At three meters the row of bodies stopped. A short distance later they reached a four-way intersection. Ramos didn't know what to make of it. She shone her lamp left, right, and straight ahead, not liking the idea of being flanked in the darkness. "I say we should keep going forward."
"Ah, give me a minute, will you?" Ramos said. "My ankles are killing me."
They clambered on after resting, until Nadezhda's own thighs ached and her forelegs began to cramp. Maybe coming down here wasn't such a good idea. Their quarry was clever; it could've left the ventilator crooked on purpose, in order to draw them into a trap. From the grumbling and muttering going on behind, the rest of the group were second-guessing her decision, too.

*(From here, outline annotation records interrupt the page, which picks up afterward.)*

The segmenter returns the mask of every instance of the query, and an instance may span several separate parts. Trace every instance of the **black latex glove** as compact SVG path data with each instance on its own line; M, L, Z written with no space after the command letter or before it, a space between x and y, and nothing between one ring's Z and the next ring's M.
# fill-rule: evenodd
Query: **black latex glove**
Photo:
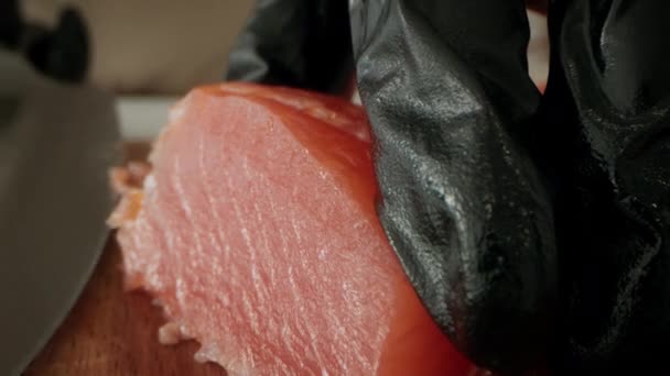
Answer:
M78 82L88 68L88 35L82 16L64 10L54 30L23 21L17 0L0 0L0 45L23 55L43 75Z
M312 53L323 46L304 43L317 30L287 15L307 3L261 1L227 78L320 89L304 76L332 74ZM540 106L521 0L350 1L380 221L425 307L478 364L518 374L548 345L561 375L663 361L663 3L555 1Z
M560 184L562 375L668 373L669 20L664 0L550 8L539 142Z
M350 5L378 212L392 247L461 351L496 369L532 367L549 338L556 263L553 214L523 146L540 100L527 73L523 1ZM313 9L346 7L260 1L227 79L323 87L305 76L333 76L314 58L329 45L314 35ZM328 22L347 36L346 18ZM344 52L329 55L342 60Z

Then: her light flickered across something, straight ahead. A large fan, stretching the width of the duct. But the blades had frozen. She ran her lamp around the fan's midsection, where the motor should be. Stray wires poked out.
Disabled.
She pushed a blade aside and crawled through. The duct opened onto a large, round chamber, saturated with high oxygen. She could tell by the sudden upsurge in her mood. A tower of hoses, pumps, ventilator grills, and throbbing motors occupied the chamber's center, whirring away as it sucked in thin Martian air from outside and condensed it into something more breathable. In essence, a giant respirator. All along the walls fans like the one she'd just crawled through spun, circulating life. An explosive charge placed here could've wiped out Chrysetown in one blow. But that wasn't their hunter's plan, was it?
Only faint, winking lights illuminated the place. The floor looked uneven, covered with lumpen shapes, and before her lamp beam confirmed it she'd guessed why. Bodies. Hundreds, just as in the pyramid chamber. She could smell them over the rich air; musty, like old newspapers or aging books in an archive.